His brow creased, lip drawing up in a hint of a snarl before he mastered himself. “I want Prince Tidas’s head, and there is nothing I would not do to get it.”

Gods, I wished I could be alone with my thoughts. For four years, the world had gone on without me…and I had no idea of the playing field I was walking into.

What had Tidas—that soft, sulking dragon—done to have Rhylan slavering for his blood?

He had always been nearly the perfect prince in my mind, the favored son of the Razored Cinders. It wasn’t until I’d first seen Rhylan in the Koressis Training Grounds that I’d understood the truth: Tidas was weak, whiny and expectant, not a prize, but an anchor that would pull me under.

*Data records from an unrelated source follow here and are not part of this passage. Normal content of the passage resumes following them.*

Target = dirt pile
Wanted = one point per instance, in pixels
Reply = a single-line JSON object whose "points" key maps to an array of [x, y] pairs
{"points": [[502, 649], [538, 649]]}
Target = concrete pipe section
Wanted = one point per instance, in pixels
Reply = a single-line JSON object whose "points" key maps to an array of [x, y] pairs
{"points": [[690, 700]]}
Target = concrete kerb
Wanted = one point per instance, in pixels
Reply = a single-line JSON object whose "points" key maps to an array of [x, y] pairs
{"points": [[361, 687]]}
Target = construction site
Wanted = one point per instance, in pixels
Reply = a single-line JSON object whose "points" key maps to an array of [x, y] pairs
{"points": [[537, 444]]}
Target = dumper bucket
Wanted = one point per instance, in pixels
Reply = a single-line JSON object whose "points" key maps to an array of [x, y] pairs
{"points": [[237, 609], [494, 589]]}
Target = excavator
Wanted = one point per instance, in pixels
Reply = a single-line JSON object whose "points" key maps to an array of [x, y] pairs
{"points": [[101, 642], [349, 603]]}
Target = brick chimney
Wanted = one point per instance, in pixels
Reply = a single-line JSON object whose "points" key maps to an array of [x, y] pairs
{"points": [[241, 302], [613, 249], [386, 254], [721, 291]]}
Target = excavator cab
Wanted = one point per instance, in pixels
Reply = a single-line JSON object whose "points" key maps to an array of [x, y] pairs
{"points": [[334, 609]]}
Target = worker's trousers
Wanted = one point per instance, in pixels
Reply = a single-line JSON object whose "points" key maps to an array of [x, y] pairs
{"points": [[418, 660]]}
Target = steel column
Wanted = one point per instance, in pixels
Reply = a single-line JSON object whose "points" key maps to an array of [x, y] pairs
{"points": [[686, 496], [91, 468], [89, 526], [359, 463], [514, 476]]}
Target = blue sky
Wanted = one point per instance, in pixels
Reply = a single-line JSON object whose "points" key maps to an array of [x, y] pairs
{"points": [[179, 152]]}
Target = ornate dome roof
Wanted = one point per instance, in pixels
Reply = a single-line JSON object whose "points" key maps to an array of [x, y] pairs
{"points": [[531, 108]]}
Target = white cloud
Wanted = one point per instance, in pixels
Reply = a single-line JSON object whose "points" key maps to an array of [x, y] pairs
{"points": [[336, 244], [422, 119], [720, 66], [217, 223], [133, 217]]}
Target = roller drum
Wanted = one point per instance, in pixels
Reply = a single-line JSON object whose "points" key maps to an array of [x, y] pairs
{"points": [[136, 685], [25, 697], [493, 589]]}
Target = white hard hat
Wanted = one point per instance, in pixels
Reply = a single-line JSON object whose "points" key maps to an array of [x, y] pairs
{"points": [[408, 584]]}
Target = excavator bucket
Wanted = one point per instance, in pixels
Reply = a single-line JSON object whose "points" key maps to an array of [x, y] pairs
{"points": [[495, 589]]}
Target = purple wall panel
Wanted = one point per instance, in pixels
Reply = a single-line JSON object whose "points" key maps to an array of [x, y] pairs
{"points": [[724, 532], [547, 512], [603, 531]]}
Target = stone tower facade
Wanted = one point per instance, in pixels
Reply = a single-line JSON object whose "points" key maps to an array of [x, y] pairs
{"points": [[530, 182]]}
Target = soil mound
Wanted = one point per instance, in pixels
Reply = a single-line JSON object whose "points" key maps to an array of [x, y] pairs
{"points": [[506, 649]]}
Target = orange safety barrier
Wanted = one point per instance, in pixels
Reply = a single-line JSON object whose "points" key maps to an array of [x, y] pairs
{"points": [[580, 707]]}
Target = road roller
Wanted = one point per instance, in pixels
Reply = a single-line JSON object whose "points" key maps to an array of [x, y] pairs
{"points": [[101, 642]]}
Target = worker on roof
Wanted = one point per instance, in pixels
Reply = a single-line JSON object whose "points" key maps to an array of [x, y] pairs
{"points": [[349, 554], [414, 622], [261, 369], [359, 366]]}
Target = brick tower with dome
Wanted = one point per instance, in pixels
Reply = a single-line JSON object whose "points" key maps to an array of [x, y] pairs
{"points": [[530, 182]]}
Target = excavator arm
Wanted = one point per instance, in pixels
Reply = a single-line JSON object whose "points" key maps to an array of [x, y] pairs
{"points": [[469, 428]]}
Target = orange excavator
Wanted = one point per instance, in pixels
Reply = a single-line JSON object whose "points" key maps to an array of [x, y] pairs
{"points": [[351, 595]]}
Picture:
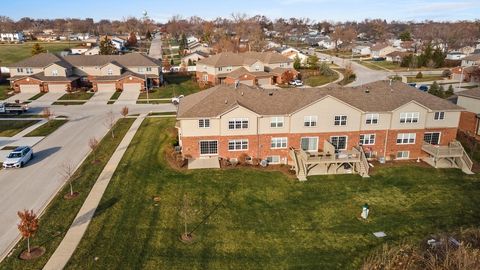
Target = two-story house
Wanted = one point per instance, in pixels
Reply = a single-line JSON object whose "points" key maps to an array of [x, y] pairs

For a dragon who expected the world to fall swooning at his feet, he didn’t have the bravery to back up his inflated ego.

On the other hand, he had mated with Yura, my cruel, ruthless sister. With our arrangement broken, he had still claimed the highest-ranking mate he could find.

And she would make up for his weakness ten-fold.

I’d started pacing without realizing it. Rhylan remained still, gaze following me back and forth as I wore a path in the dust.

He cleared his throat. “This is what I propose: we pretend we are a mated pair. With our Houses combined, we have the sway to form a Court.”

A Court was more than one House in alliance, and almost as necessary as being a mate bonded pair to claim the royal eyrie. It would be the might of a Court in its entirety—the right of might, an underpinning of dragonblood society—that would capture and keep the throne.

I was sure that even as we spoke, Yura and Tidas were doing their best to form their own Court. I could only hope that the Jade Leaves’ aversion to her—and the Shadowed Stars’ own contender—would buy me time.

But Obsidian Flame and Silvered Embers…we were both of ancient bloodlines as well. Any House would pause to consider the benefits of such an alliance.

“We can take Koressis with a Court of our own,” he said, his gaze flicking out to the night. I paused in my pacing, watching the sky for any hint of an approaching dragon, but when Rhylan relaxed, so did I. “All I want is for Tidas to spend his last moments understanding what he lost. I want him to know he’s been ruined.”

Rhylan was a mystery to me, but that was a motivation I could understand.

I finally stopped pacing, looking back at him. “If I agree to this—if—I want Yura. She’s mine to destroy.”

He paused so briefly I was sure I’d imagined it. “Done.”